Their conclusion to the article is gloomy.  No matter what efforts are made to deal with climate change, it may be “too little too late!”

A Good Beginning

Over fifteen years ago, I signed on for a service from Google – Google Alert.  Here’s how it works:  Enter a term into the search engine of Google Alert  and each day Google will survey the entire web, find any reference to the term (or terms)  you are interested in, and send a notice of where to find it.   For all of these 15 years, my term of interest has been “wicked problems.”  For the first 8 or 9 years a notice that someone had posted a comment about wicked problems on the web was rare. I would go weeks and sometimes months without a single notice.   In the past few years, however,  it is rare that I do not receive a notice at least once a day  that someone somewhere is thinking or discussing or writing about wicked problems.  Conferences are being organized.  Academic papers are being published.  Books are being written.  Governments are creating agencies to take them in charge.  Clearly, as Bob Dylan once wrote, “The times they are a’changin’.”

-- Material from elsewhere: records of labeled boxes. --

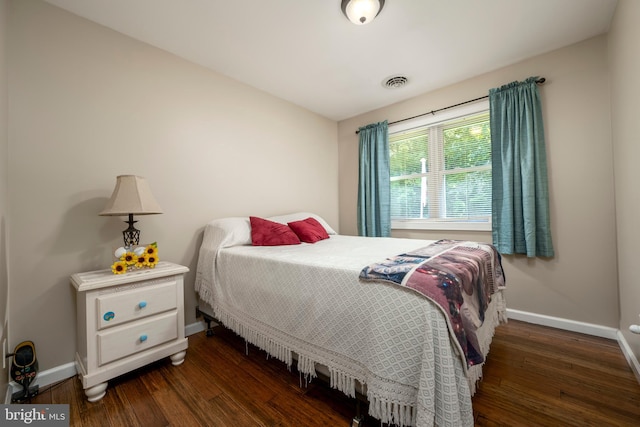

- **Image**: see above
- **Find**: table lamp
[100,175,162,248]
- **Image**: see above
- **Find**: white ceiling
[46,0,617,120]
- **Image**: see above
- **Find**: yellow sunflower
[120,251,138,265]
[145,254,160,268]
[136,254,147,268]
[144,243,158,255]
[111,261,127,274]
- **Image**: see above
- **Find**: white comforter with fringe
[196,228,506,427]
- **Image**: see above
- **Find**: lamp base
[122,214,140,248]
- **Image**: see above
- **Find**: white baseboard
[4,321,206,404]
[507,308,640,383]
[4,316,640,404]
[184,320,207,336]
[618,331,640,383]
[507,308,618,340]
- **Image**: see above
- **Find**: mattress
[196,218,506,426]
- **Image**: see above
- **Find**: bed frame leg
[351,398,364,427]
[196,306,215,337]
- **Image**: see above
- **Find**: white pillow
[267,212,338,234]
[207,217,251,248]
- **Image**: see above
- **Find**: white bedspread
[196,224,504,427]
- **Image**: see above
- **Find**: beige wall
[0,0,11,403]
[338,36,619,328]
[7,0,339,369]
[609,0,640,360]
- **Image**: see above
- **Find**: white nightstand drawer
[97,311,178,366]
[96,280,177,329]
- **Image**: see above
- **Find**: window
[389,103,491,230]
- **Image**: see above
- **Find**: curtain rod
[356,77,547,135]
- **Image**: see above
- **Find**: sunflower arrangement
[111,242,159,274]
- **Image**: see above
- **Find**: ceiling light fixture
[382,76,409,89]
[342,0,384,25]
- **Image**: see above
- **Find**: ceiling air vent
[382,76,409,89]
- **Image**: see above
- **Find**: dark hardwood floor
[32,320,640,427]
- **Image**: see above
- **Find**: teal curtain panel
[358,120,391,237]
[489,77,554,257]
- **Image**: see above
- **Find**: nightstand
[71,261,189,402]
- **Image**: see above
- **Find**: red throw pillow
[289,217,329,243]
[249,216,300,246]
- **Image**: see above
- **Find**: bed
[195,212,506,426]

In this essay I have identified and discussed the actions of people – several of whom are at the forefront of politics  and social action – who are talking about problems being “wicked,” and in several cases, expressing a strong commitment  to taking actions against them in order to make things better.

It is a good beginning.  But it is only a beginning.  As we – as individuals, as members of families, as partners in important relationships, as leaders in organizations and in governments – become  more aware of the existence of wicked problems, more able to converse with others about them, and, more importantly, more skillful in addressing them,  our individual and collective capabilities for successful work with wicked problems will increase.  Knowing more about wicked problems and then converting that knowledge into constructive action can make a huge difference.  But we are only at the beginning of what is clearly a long road into the future.  There is much more to do.